1918, the final year of the Great War, started out with a long period of trench tours and ended with a series of successful offensive operations which finally broke the stalemate of trench warfare and brought about the end of the war. January to end July 1918 saw the 15th Battalion in the familiar routine of trench tours that had the unit rotating between front line trenches, support trenches and rear rest areas. Those trench tours were mainly in sectors near Arras and Loos such as St Emile, Fampoux, Gavrelle and Telegraph Hill.

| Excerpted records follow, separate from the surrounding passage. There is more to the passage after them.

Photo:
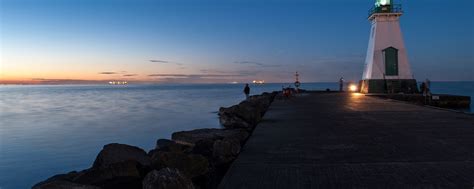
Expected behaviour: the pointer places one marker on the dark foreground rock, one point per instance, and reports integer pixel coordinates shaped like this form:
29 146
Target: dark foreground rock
192 165
247 113
194 136
192 159
61 184
114 153
166 179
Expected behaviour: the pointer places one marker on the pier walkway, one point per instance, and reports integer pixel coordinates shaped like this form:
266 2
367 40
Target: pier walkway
337 140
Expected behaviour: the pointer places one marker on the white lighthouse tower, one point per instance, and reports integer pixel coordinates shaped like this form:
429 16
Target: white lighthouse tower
386 66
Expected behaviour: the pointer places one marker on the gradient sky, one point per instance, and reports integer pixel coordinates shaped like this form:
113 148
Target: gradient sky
222 41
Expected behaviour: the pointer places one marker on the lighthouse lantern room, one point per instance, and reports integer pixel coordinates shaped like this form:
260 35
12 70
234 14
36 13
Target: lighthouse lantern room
387 69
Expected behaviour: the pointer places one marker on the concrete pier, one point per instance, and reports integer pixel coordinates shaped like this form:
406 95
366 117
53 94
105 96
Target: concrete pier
343 140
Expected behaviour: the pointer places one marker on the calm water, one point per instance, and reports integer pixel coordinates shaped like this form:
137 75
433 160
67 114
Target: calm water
46 130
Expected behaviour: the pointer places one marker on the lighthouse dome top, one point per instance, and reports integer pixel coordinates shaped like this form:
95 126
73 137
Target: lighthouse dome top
385 6
379 3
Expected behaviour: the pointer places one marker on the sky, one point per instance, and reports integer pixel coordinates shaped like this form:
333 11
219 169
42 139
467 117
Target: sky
211 41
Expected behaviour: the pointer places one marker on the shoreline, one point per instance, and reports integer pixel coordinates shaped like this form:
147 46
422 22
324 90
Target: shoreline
199 158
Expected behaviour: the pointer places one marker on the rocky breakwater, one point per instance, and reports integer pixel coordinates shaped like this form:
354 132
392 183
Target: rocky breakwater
192 159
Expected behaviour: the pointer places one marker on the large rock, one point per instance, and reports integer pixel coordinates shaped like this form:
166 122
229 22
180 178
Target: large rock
192 137
192 165
62 181
126 174
229 118
166 178
171 146
115 153
225 151
62 184
247 113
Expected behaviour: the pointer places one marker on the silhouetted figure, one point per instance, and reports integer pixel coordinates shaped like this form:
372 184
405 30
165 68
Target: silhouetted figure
423 88
341 84
247 90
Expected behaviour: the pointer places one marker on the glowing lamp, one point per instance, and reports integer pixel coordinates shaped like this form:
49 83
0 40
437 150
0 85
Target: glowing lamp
353 88
382 3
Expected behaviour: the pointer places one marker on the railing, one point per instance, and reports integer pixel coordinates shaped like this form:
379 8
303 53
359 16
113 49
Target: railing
395 8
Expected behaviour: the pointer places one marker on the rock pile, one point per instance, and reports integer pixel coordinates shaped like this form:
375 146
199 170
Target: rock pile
192 159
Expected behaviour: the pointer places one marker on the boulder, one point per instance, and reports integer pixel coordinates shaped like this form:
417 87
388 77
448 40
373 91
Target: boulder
114 153
62 184
62 181
247 113
166 178
171 146
225 151
192 165
193 136
126 174
229 119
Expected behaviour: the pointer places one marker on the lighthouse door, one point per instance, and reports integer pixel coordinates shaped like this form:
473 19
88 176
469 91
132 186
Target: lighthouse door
391 61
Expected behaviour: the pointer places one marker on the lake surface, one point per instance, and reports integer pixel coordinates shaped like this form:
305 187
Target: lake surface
47 130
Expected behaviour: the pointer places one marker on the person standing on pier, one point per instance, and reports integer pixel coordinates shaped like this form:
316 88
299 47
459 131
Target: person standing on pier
247 91
341 84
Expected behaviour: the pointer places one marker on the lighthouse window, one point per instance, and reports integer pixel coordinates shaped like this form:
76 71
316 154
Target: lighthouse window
391 61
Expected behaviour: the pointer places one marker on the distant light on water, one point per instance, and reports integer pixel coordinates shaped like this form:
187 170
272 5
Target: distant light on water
353 88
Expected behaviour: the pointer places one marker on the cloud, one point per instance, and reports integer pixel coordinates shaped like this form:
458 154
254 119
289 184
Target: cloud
129 75
238 72
194 75
166 62
108 73
256 63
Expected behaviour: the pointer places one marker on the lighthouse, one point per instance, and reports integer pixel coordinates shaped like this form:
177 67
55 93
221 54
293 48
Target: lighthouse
387 69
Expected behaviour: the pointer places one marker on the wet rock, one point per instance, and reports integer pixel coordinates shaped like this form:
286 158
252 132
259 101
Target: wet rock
114 153
62 181
192 165
225 151
62 184
171 146
229 119
193 136
247 113
166 178
126 174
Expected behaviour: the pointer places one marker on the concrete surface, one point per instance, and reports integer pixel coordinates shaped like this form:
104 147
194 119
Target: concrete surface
354 141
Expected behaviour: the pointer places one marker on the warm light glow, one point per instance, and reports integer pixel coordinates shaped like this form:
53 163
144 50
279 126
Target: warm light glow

In early August, the Canadian Corps shifted to the Amiens area in preparation to spearhead the first phase of a series of offensive operations that would become known as ‘The 100 Days’. The battle of Amiens, in which the 15th Battalion operated as close support assault battalion, opened on August 8th and by August 9th the surprised German units had been successfully driven back 12 Km. The Canadians quickly shifted from Amiens to the Arras area to continue offensive operations now against the heavily defended Hindenburg Line attacking on a four-mile frontage between the village of Neuville Vitasse and the River Scarpe.

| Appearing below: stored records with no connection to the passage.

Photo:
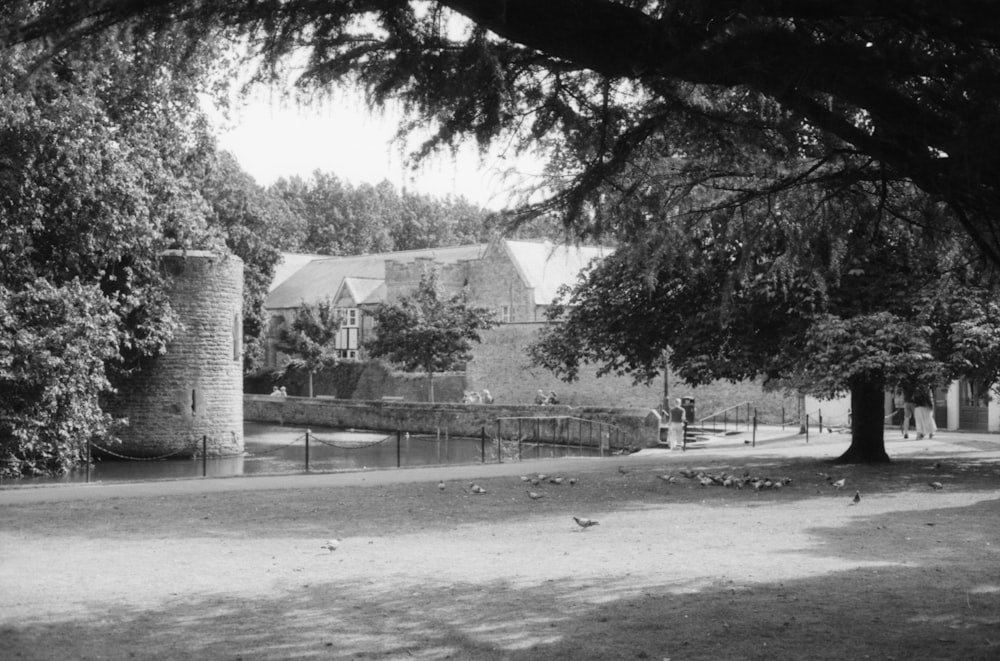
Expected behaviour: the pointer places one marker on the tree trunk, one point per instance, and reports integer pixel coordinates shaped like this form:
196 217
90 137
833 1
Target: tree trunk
867 425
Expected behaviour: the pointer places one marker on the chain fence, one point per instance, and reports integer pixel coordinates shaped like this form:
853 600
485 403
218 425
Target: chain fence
331 452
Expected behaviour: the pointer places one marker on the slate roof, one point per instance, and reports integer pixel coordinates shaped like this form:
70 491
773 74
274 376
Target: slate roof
545 266
363 290
322 278
289 264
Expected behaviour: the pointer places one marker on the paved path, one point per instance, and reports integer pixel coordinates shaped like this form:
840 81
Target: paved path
769 443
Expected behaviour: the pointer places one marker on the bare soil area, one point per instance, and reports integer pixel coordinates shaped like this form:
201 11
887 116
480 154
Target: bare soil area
672 571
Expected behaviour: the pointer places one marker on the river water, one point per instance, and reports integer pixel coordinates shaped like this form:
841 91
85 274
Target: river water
280 449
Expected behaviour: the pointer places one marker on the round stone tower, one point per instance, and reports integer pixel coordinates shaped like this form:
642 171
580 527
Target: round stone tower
194 391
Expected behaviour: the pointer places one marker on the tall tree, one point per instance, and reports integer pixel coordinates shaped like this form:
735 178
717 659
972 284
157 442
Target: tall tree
426 331
864 307
94 150
256 225
310 338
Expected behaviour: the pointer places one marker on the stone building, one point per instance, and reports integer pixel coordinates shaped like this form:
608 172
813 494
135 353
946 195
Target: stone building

The 15th Battalion ‘opened the door’ to the Drocourt Queant Line on September 1st by assaulting and capturing The Crow’s Nest near Hendecourt . On September 26th, the battalion took part in the Canadian assault crossing of the Canal du Nord and it captured the town of Marquion. From the end of September, the battalion took part in the pursuit of the retreating German Army and following the Armistice on November 11th, it marched to the German border, crossed The Rhine and as part of The Occupation Force, took up positions in the Cologne bridgehead area around the town of Engelskirchen.